Andererseits gibt es schon einen Hunger nach Helden, nach vermeintlich starken Führerfiguren. Die Trumps, Orbáns oder die Selenskijs dieser Welt. Diese handeln mit realen Krisenszenarien, während Sportler und Sportlerinnen ja nur künstlich erzeugte Gefahrensituationen bewältigen. Man hört auch oft: Es braucht Figuren und Typen. Einen Djokovic merkt man sich, auch wenn er in gewisser Weise ein Anti- oder ein Trotzheld ist. Diese Muster funktionieren immer noch. Flächendeckend für das ganze Volk wird es schwieriger.
Sailer, Klammer, Maier, Pröll – warum sind in Österreich die Skifahrer so populär?

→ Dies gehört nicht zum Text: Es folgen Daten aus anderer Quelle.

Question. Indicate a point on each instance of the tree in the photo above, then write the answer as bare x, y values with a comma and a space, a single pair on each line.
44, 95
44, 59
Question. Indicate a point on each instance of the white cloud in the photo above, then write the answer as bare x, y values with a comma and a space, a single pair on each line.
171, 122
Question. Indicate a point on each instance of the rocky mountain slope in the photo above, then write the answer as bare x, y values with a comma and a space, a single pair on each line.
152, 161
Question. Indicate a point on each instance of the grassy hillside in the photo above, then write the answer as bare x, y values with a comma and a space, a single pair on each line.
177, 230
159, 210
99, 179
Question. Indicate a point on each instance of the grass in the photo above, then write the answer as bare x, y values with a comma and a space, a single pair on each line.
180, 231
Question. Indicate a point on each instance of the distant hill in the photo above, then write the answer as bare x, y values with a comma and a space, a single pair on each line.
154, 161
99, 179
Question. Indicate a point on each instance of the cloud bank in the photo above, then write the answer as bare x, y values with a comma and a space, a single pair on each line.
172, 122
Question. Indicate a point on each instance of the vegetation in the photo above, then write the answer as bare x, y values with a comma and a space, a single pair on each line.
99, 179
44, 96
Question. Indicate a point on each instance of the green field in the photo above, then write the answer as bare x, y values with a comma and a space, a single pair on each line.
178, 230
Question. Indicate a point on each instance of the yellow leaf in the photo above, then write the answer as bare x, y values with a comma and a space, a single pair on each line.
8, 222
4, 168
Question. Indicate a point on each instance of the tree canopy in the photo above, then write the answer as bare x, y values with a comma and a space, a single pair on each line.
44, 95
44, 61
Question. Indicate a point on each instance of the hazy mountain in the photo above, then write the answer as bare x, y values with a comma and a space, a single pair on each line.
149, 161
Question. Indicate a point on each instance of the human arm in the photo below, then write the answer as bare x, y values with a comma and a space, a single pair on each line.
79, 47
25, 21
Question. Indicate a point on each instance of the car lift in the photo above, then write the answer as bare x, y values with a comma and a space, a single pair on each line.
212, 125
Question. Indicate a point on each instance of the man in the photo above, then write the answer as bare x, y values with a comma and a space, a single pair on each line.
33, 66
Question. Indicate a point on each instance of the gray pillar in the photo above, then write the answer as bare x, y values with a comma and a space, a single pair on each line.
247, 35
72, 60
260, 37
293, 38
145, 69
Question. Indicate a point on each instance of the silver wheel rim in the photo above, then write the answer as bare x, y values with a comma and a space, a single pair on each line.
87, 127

Damit man von der Masse bewundert und geliebt wird, ist es von Vorteil, in einem Sport unterwegs zu sein, der alle begeistert. So entstehen große Erregungsgemeinschaften. Und Skifahren ist in Österreich bei aller berechtigten Kritik im Winter einfach die Nummer 1. Das ist tief verankert in der Identität von vielen Menschen. Das halbe Land lebt davon, viele Leute wissen noch immer, was ein Berg- und ein Talski ist und durch Tausende TV-Übertragungen, wo man eine Hundertstelsekunde verliert. Skifahren ist halt eine der wenigen Sportarenen, in denen Österreich so etwas wie Weltgeltung hat. Man darf das auch nicht ironisieren. Das ist eine unglaubliche Kulturleistung. Ob und wie es gelingt, diese gewachsene Kultur an die riesigen Herausforderungen der kommenden Jahre anzupassen, das wird die entscheidende Frage.